This research is focusing on the bending-torsion coupled free vibration modeling as well as the analysis of intact and defective pre-stressed beams subjected to combined axial force and end moment. In the recent years, many studies have been conducted in an attempt to investigate the free vibration of pre-stressed beams using numerical and analytical techniques. However, despite their numerous applications, there is limited research done on pre-stressed beams subjected to both axial force and end moment in addition to the coupled behavior caused by the latter one. In the present study, current trends in the literature are critically examined, new models are proposed, and numerical and semi-analytical formulations are developed to find the natural frequencies and mode shapes of different pre-stressed slender beam configurations. The proposed methods are compared in terms of accuracy and convergence. Furthermore, the effects of axial force, end moment and delamination defect on the vibrational behavior of each model are also investigated.

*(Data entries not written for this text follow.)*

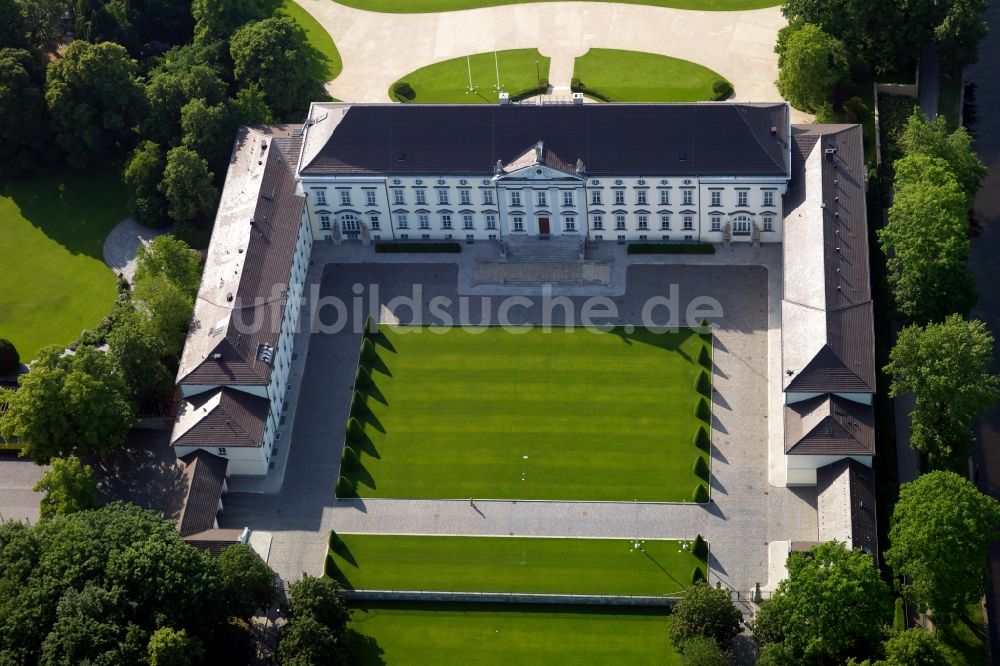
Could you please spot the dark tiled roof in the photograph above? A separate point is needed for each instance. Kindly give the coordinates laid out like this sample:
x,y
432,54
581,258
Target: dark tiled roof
x,y
829,425
223,417
206,476
858,506
615,139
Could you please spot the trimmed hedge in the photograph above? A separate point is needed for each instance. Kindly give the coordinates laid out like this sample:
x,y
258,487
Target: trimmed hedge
x,y
671,248
349,459
387,247
345,488
703,384
702,439
700,548
703,410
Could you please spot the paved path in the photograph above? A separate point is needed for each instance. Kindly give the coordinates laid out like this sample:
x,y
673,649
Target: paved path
x,y
379,48
122,244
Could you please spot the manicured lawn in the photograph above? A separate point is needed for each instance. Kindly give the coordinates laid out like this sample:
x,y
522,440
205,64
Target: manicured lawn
x,y
420,6
53,280
633,76
505,634
319,39
552,415
511,564
447,82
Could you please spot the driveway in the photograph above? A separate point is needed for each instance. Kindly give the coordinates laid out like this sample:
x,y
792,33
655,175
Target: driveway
x,y
379,48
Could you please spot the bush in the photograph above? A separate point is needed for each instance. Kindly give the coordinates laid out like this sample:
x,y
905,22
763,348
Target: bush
x,y
703,384
700,548
703,410
702,439
349,459
355,431
723,90
671,248
10,360
345,488
403,91
700,468
416,246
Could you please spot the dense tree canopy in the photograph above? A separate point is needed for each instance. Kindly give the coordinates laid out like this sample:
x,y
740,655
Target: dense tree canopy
x,y
833,605
947,365
94,101
69,405
941,530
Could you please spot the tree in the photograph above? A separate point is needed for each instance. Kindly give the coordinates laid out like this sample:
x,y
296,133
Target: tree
x,y
275,55
70,486
169,647
187,185
69,405
926,242
94,100
143,174
947,365
941,530
22,111
247,581
705,611
811,64
833,604
932,138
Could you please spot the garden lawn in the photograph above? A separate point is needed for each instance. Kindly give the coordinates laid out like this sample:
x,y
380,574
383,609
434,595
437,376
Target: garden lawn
x,y
505,634
319,39
511,564
634,76
53,279
558,415
422,6
447,82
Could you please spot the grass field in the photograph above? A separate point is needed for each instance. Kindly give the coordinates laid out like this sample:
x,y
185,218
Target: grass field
x,y
512,564
421,6
504,634
447,82
633,76
552,415
54,282
319,39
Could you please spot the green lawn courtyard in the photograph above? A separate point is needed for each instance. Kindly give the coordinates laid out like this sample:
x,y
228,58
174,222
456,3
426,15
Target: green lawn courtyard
x,y
505,634
530,565
447,82
55,283
543,415
423,6
634,76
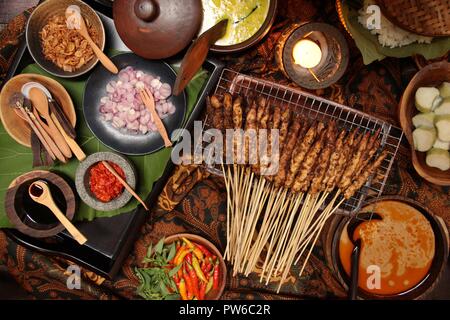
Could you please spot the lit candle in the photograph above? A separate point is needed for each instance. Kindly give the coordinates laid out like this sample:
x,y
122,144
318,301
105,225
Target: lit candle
x,y
307,53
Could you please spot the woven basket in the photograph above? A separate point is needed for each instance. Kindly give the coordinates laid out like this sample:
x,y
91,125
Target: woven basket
x,y
424,17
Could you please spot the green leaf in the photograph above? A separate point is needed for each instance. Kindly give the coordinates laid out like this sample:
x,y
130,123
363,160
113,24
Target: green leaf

Four different general types of thin beams, including isotropic, layered, composite and delaminated beams, are modeled using traditional Finite Element Method (FEM) and frequency-dependent Dynamic Finite Element (DFE) technique. The DFE formulation is distinct from the conventional FEM by the fact that the former exploits frequency-dependent basis and shape functions of approximation space, whereas the polynomial ones are used in the latter method. With regard to layered beams, a novel layer-wise method is introduced for both DFE and FEM. Delaminated beam is also modeled using both ‘free mode’ and ‘constrained mode’ models showing that the continuity (both kinematic and force) conditions at delamination tips, in particular, play a large role in formulation of ‘free mode’ model. In this case, the defect is assumed to be a single-symmetric through the thickness delamination. However, the presented models and formulations could be readily extended to more general cases. Where available, the results were validated against existing limited experimental, analytical, and numerical data in literature. In addition, the investigated cases are modeled in the commercial finite element suite ANSYS® for further validation. Finally, general concluding remarks are made on the performance of the presented models and solution techniques,
where the advantages and disadvantages of the proposed formulations as well as possible future research works are highlighted.